Preheat the oven to 425 F. Heat 2 T olive oil in a medium pan over medium heat. Sauté the kimchi until the excess liquid simmers out, and the kimchi begins to caramelize, about 6 minutes. Remove from the heat.
Mince the chives. Top the dough evenly with the warm kimchi, chives and sesame seeds, lightly pressing the toppings into the dough. Using your thumb, press about 20 indentations evenly into the dough. Drizzle with the remaining 2 tablespoons of olive oil.
Bake until golden brown, around 30 minutes. Let cool just slightly before transferring the focaccia to a wire rack to cool.
Notes about this recipe
The recipe was inspired by chef Brad Deboy of Elle Restaurant in DC. He posted a picture the other day on Instagram of a loaf of bread he’d made with daikon kimchi. Upon searching the internet, I found a recipe for a kimchi focaccia on the Foodism website which had shared a recipe from the Everyday Korean cookbook. I started there, but prefer the focaccia-making method from the King Arthur flour website, so did a hybrid of the 2 recipes, with a lot of my own freestyling.
Due to being stuck in the house, I used what I had on hand. I didn’t have 1 tryoe of kimchi, so I used 185 grams of wildbrine Japanese kimchi (which is light on ginger) and 45 grams Gnar Gnar Kraut from Cleveland Kitchen, which they compare to a kimchi (it has cabbage, bell pepper, jalapeno, sriracha and other ingredients).

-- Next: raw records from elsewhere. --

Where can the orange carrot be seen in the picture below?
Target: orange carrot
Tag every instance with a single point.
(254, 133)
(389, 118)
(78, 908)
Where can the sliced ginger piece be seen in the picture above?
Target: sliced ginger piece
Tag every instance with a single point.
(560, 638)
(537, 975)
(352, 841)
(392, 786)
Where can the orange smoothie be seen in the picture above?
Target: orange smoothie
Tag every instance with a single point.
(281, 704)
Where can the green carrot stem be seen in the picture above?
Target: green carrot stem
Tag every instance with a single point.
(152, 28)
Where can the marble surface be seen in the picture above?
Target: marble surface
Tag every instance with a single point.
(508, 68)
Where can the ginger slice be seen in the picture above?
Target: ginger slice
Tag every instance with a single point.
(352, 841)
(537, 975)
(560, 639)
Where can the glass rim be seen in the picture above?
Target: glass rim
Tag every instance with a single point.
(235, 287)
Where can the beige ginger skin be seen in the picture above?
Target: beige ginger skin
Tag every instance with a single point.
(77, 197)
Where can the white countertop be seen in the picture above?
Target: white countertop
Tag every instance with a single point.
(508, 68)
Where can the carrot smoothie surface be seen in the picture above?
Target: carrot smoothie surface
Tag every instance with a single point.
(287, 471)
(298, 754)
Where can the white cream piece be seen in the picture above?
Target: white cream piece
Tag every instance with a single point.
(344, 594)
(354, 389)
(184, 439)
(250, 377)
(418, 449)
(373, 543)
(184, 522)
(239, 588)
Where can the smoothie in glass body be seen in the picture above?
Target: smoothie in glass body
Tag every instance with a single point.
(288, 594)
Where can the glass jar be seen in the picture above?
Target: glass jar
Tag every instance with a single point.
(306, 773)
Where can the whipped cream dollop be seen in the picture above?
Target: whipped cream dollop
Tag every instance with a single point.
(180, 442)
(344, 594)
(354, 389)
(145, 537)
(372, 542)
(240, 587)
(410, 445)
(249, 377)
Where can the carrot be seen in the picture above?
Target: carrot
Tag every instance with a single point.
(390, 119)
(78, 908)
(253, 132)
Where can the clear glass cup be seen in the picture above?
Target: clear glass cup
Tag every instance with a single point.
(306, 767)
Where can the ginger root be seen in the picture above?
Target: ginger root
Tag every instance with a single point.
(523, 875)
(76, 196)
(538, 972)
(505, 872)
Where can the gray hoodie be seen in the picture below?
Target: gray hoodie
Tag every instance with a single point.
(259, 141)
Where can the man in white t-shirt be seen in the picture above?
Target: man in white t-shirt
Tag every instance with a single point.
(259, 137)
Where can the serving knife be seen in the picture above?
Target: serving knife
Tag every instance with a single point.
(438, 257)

All of the kimchi liquid used in the dough recipe came from the wildbrine kimchi, which I drained for a bout 20 minutes. You could use scallions, which the original recipe I was looking at, called for. I didn’t have any, but I have chives in my garden. The original recipe also calls for black sesame seeds, but I had white, and also chose to cut the amount in half.